LANSING, Mich. (Legal Newsline) – A contract dispute over electronic bingo equipment between two Michigan gaming companies and a Minnesota video game business is on its way back to the Genesee Circuit Court to rethink its earlier $2.3 million judgment in the case.
In its nine-page opinion issued Dec. 12, a Michigan Court of Appeals three-judge panel reversed the lower court's decision. The appeals court panel found the lower court "erred when it pierced the corporate veil" and ruled one gaming company was liable for the other gaming company's breach of contract.
The parties in the dispute are Fraternal Enterprises, an electronic bingo servicer based in Grand Blanc, Michigan; Blue Bay South, an online gaming retailer headquartered in Jackson, Michigan; and Aeon Gaming LLC, a video game company in St. Paul, Minnesota.
"The trial court also erred in awarding monetary damages to Aeon Gaming LLC based on its conclusion that the parties' contract provided a damages remedy if Fraternal failed to purchase a minimum number of units per year," the opinion states. "Finally, the trial court erred in its award of damages to Aeon related to maintenance fees."
Judges Brock A. Swartzle, Jane E. Markey and James Robert Redford heard the case.
The term of Markey, first elected to the court in 1994 and who previously served as a district court judge and as a prehearing attorney and law clerk for the Michigan Court of Appeals, expired Jan. 1.
The case stems from a June 2007 exclusive license and manufacturing agreement between Fraternal Enterprises and Aeon Gaming.
In that agreement, Fraternal Enterprises received exclusive rights in Michigan to sell, market and lease Aeon Gaming's products under a limited license, so long as Fraternal Enterprises paid Aeon Gaming for installation of 400 bingo units each year.
Aeon Gaming also agreed to repair or replace any units that developed issues and to pay a maintenance fee of $1 per unit per day beginning three years after the contract was executed.
Blue Bay South acquired Fraternal Enterprises in 2008 and the three companies agreed to an addendum to the agreement, which allowed for 400 units each year for four years beginning in 2009. The addendum also reduced the maintenance fee to 50 cents per unit per day, with the understanding that the fee would not be charged for units being purchased on an installment basis.
Fraternal Enterprises also had the option to opt out of the maintenance agreement after the first 90 days of a unit being paid for or three years after payments began, whichever was earlier.
All three companies testified at trial that the bingo units had battery issues but disputed the extent of those issues and whether Aeon Gaming resolved those issues.
"The parties agreed that the units frequently had cracked screens, though both parties acknowledged this was in part because charitable-bingo volunteers improperly stacked the units on top of each other instead of using the racks that Aeon provided to transport them," the opinion said.
After a bench trial, a Genesee Circuit Court judge found that Fraternal Enterprises agreed to purchase 2,000 units and breached that agreement when the company purchased only 990 units. The lower court also found that Fraternal Enterprises failed to pay for 90 days of required maintenance fees for the 2,000 units and pierced Fraternal Enterprises corporate veil to hold Blue Bay jointly and severally liable for damages.
The trial court judge awarded Aeon Gaming $2.3 million, plus costs and interest.
Fraternal Enterprises and Blue Bay appealed, with Fraternal Enterprises arguing that it had opted out of paying maintenance on the units.

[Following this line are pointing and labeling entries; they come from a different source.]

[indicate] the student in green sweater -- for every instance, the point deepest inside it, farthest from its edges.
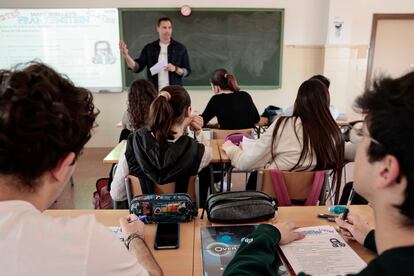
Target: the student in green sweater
(384, 175)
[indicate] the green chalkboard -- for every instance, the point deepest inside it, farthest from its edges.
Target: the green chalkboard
(248, 43)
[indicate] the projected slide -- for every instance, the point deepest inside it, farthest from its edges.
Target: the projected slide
(81, 43)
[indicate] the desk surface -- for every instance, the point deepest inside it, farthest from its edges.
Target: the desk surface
(302, 216)
(173, 262)
(113, 156)
(187, 259)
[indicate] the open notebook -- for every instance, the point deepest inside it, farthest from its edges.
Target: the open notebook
(322, 252)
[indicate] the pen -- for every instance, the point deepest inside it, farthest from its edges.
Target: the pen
(345, 214)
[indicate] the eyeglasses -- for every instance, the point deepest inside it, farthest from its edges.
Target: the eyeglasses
(356, 134)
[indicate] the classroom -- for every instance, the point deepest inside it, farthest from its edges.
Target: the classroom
(349, 190)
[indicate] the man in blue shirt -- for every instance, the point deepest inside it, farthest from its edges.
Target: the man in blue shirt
(164, 49)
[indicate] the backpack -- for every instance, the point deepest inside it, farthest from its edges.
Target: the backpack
(271, 113)
(101, 197)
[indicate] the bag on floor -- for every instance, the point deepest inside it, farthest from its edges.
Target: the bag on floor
(239, 207)
(164, 208)
(101, 197)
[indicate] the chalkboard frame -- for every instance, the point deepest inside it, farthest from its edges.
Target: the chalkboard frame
(207, 87)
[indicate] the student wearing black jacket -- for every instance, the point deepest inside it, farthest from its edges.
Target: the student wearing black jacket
(162, 152)
(383, 175)
(233, 108)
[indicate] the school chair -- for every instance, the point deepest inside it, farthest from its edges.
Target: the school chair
(294, 187)
(221, 134)
(133, 188)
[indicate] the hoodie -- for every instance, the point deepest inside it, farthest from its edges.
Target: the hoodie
(151, 164)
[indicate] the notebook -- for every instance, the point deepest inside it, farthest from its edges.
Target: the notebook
(322, 252)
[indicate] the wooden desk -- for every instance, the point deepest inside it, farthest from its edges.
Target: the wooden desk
(173, 262)
(302, 216)
(113, 156)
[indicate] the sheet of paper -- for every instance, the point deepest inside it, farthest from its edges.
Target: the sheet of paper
(116, 230)
(158, 67)
(322, 252)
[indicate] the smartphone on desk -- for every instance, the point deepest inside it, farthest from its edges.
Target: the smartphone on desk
(167, 236)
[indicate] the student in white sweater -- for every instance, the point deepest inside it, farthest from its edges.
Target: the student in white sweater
(308, 140)
(44, 123)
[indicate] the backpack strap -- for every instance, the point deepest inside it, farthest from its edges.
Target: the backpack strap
(279, 187)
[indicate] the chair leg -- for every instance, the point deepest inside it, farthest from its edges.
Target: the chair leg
(197, 192)
(229, 172)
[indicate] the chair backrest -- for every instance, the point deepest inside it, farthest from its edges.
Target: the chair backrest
(221, 133)
(286, 186)
(133, 188)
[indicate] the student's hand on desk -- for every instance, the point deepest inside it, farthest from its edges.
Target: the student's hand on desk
(130, 225)
(227, 144)
(286, 232)
(196, 123)
(354, 227)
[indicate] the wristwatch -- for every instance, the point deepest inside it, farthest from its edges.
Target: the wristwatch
(131, 237)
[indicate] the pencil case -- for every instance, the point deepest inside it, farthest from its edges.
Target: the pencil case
(239, 207)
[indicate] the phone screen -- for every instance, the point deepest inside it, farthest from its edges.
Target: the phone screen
(167, 236)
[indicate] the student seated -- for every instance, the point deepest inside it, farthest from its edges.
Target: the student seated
(383, 175)
(163, 152)
(140, 96)
(233, 108)
(44, 123)
(334, 112)
(308, 140)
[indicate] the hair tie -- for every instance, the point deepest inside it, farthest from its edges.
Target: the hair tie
(166, 95)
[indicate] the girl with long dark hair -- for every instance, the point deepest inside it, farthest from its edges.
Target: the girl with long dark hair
(162, 152)
(140, 96)
(308, 140)
(233, 108)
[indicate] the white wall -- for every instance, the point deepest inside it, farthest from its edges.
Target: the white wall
(305, 33)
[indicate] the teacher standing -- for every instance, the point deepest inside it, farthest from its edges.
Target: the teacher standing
(164, 48)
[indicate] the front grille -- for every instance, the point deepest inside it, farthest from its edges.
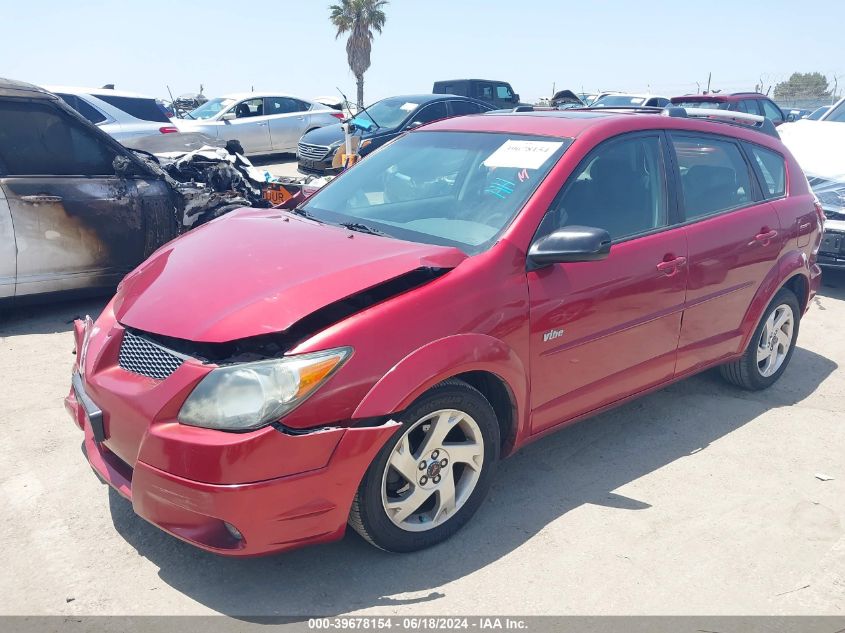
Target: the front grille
(145, 358)
(313, 152)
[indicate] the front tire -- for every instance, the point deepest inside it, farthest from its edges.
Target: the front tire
(433, 474)
(771, 346)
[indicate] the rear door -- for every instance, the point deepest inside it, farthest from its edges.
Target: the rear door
(735, 239)
(8, 252)
(289, 119)
(76, 223)
(603, 330)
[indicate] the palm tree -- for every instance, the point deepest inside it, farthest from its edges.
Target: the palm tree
(359, 18)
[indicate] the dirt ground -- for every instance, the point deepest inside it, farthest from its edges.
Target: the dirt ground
(698, 499)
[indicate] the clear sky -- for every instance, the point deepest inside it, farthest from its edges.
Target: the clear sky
(289, 45)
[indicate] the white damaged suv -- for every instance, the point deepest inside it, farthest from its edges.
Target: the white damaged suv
(819, 147)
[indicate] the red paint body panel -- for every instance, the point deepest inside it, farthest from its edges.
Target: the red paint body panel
(628, 328)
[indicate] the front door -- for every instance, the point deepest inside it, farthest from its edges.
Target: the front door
(603, 330)
(76, 223)
(735, 239)
(250, 126)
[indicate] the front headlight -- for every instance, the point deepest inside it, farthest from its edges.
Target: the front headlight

Aeon Gaming countered that Fraternal Enterprise could not opt out of the maintenance agreement until 90 days elapsed from the time the units were paid off or Fraternal Enterprises paid maintenance charges for three years.
"We conclude that both parties' positions are partially correct and partially incorrect," the appeals court panel said in its opinion. "The trial court erred by applying the maintenance fee to units that Fraternal was purchasing on an installment basis, but it did not err by applying the maintenance fee to any units that Fraternal had paid off but had not yet paid maintenance on for 90 days when Fraternal opted out of the maintenance agreement."